The end of anything, the school year or holidays, is a time for reflection. During the recent school holidays, I was sitting next to a group of young teachers as they reflected on the previous semester. A particular girl, in her fifth year of teaching, was making the most noise. You didn’t have to eaves drop to hear every word.
She had received a Facebook message that had really upset and annoyed her. One of her, previously, close relatives had posted a message bemoaning the hours teachers work, their long holidays, and more. I recognized the conversation, as I had had quite a few of them myself over the years. Mostly, my colleagues shrugged their shoulders and 'walked away' from such complaints. For me, in my early years, they were like a red rag to a bull. I knew how many hours I was putting in, and I knew how I sweated over getting the content and delivery just right for every student in my classes.
By way of example, one census I was involved in recorded my hours of school-linked work as 68 hours per week. Admittedly, I was in a very demanding job as Head of Department and IT Administrator/Manager, but I was still seen as a teacher, and receiving a teachers wage. That year, despite being requested to participate, I politely refused to go on an overnight camp , and dropped out of coaching sporting teams.
I was very tempted to slide into the vacant seat at the teacher's table. What I wanted to tell them was to look at the facts, and then post them on Facebook.

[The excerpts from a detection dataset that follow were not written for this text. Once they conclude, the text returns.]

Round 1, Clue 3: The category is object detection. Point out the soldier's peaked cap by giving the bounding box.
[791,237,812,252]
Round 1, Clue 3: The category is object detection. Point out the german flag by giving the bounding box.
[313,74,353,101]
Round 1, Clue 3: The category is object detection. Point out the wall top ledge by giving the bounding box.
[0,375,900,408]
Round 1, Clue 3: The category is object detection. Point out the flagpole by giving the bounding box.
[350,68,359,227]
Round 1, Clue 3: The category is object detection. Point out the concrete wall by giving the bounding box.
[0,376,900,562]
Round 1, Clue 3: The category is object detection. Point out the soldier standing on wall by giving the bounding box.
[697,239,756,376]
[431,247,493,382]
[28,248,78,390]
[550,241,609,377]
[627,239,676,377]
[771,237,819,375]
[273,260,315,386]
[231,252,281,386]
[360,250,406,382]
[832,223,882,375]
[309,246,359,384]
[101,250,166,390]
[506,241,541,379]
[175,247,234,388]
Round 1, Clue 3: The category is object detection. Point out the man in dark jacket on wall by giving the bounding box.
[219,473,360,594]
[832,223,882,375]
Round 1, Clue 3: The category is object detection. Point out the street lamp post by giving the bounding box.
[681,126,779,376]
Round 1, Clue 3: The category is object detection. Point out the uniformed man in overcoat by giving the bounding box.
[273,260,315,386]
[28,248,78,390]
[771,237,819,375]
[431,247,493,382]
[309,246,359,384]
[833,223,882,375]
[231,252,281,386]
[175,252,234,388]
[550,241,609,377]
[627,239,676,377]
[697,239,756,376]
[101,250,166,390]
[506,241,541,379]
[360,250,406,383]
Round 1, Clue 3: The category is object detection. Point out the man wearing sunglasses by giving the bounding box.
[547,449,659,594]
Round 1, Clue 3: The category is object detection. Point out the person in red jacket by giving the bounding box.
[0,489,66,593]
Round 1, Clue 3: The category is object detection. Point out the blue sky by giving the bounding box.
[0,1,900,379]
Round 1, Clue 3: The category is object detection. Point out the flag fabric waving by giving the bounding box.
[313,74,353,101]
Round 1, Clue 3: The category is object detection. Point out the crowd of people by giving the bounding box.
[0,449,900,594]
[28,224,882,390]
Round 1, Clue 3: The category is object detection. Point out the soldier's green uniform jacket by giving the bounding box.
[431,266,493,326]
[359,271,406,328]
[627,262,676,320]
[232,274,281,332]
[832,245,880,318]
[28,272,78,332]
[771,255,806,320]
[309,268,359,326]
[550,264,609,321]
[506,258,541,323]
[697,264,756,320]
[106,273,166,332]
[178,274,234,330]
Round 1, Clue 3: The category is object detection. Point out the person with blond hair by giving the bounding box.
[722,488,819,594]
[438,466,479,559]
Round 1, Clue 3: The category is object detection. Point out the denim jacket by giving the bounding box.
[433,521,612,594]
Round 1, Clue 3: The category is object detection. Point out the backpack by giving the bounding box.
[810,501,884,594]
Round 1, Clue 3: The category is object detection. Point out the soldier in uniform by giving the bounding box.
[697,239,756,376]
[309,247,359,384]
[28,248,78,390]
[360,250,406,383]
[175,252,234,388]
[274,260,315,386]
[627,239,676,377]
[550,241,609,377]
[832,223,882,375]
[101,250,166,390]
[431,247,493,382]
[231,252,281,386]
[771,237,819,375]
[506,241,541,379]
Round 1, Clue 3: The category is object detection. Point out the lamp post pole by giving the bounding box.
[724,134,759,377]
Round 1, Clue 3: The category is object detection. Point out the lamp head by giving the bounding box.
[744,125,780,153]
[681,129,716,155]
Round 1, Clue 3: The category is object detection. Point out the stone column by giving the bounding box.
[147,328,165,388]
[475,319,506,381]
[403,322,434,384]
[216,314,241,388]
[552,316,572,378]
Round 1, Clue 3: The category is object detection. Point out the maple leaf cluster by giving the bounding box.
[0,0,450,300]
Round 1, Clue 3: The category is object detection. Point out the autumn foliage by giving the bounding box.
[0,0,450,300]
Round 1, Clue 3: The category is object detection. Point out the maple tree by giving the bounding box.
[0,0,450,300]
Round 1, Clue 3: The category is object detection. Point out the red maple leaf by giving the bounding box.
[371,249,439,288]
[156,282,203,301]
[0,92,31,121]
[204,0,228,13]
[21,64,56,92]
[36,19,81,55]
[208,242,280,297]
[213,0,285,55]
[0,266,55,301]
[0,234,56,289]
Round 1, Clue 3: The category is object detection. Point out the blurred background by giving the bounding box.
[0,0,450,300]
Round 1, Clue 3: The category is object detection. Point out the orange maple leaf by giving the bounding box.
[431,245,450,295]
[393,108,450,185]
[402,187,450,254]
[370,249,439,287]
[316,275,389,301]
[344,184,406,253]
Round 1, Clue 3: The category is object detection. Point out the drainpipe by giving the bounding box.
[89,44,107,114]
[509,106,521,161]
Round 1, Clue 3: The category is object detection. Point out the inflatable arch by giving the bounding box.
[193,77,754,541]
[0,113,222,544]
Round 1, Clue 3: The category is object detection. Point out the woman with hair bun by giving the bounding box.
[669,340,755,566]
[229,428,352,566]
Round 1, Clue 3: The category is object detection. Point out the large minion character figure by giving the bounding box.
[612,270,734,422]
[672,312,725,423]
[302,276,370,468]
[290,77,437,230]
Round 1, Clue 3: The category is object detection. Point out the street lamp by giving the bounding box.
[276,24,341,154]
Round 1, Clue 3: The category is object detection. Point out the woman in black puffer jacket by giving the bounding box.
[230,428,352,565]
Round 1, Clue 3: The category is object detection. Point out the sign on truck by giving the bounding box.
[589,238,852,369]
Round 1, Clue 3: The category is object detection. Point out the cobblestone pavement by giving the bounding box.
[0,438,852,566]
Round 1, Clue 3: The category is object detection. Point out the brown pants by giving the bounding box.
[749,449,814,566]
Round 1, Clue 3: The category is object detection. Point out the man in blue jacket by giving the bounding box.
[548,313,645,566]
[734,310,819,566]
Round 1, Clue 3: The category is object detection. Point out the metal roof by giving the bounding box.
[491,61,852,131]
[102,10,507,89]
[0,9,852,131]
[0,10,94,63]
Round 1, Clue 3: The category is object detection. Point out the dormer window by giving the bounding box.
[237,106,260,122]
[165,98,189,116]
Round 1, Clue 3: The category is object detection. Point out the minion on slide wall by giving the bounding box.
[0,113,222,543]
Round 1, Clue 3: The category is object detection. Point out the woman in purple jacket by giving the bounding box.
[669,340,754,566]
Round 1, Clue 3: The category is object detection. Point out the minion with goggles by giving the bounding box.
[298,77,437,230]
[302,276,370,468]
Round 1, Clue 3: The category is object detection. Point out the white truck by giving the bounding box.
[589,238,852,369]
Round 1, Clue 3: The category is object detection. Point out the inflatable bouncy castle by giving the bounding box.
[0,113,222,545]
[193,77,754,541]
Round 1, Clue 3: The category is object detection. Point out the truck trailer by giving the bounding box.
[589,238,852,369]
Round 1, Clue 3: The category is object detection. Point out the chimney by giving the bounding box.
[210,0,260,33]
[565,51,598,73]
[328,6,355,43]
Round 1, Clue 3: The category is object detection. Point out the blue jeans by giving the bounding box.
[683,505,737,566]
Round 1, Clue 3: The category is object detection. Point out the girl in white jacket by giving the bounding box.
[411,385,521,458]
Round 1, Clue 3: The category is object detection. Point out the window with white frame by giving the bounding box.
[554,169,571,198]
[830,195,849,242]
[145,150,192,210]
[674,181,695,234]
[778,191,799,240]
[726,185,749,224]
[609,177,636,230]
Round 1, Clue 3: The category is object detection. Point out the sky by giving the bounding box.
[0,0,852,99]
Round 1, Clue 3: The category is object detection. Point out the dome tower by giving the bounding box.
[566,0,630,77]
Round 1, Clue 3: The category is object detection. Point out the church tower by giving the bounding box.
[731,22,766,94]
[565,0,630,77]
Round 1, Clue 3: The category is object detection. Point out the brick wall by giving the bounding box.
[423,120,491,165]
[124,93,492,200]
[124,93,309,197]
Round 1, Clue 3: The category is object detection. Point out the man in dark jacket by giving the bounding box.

The facts would have been something like this:
- ,If I have 24 students in a class and a lesson lasts for 60 minutes, then after you deduct 20 minutes for introduction and conclusion there are 40 minutes of actual teaching time left;
- Of that 40 minutes, if I spend 20 minutes on teaching, reinforcing the focus of the lesson, then I have 20 minutes to work individually with students;
- This means that I could work with nearly all students for 1 minute in 1-1 discussions, or
- I could work with 4 groups of 6 students for 5 minutes per group, or
- I could work with 6 groups of 4 students for a little more than 3 minutes per group.
I would probably want this beginning teacher to add something about fairness, justice and equality on Facebook but not many teachers are willing to go that far.
- Fairness because parents can expect teachers to work to their individual expectations; this is unrealistic given the complicated nature of today's society.
- Justice because 'it is all about the children' and they are OK with that, but their working conditions are quite harsh; paperwork is always increasing, documentation is onerous - and the professionalism of the individual is discounted.
- Equality because, as everyone has been to school, it is often forgotten that some teachers have PHDs, a larger number have Masters degrees and everyone has completed at least a four successful years at university.
Trying to accommodate modern parents and students in last classroom and teaching models envisioned, at best, late last century just doesn’t deliver the goods anymore; especially, when most teachers value the benefits of using multiple intelligence principles, design thinking, lateral thinking, individual decision making and entrepreneurial thinking to assist learning.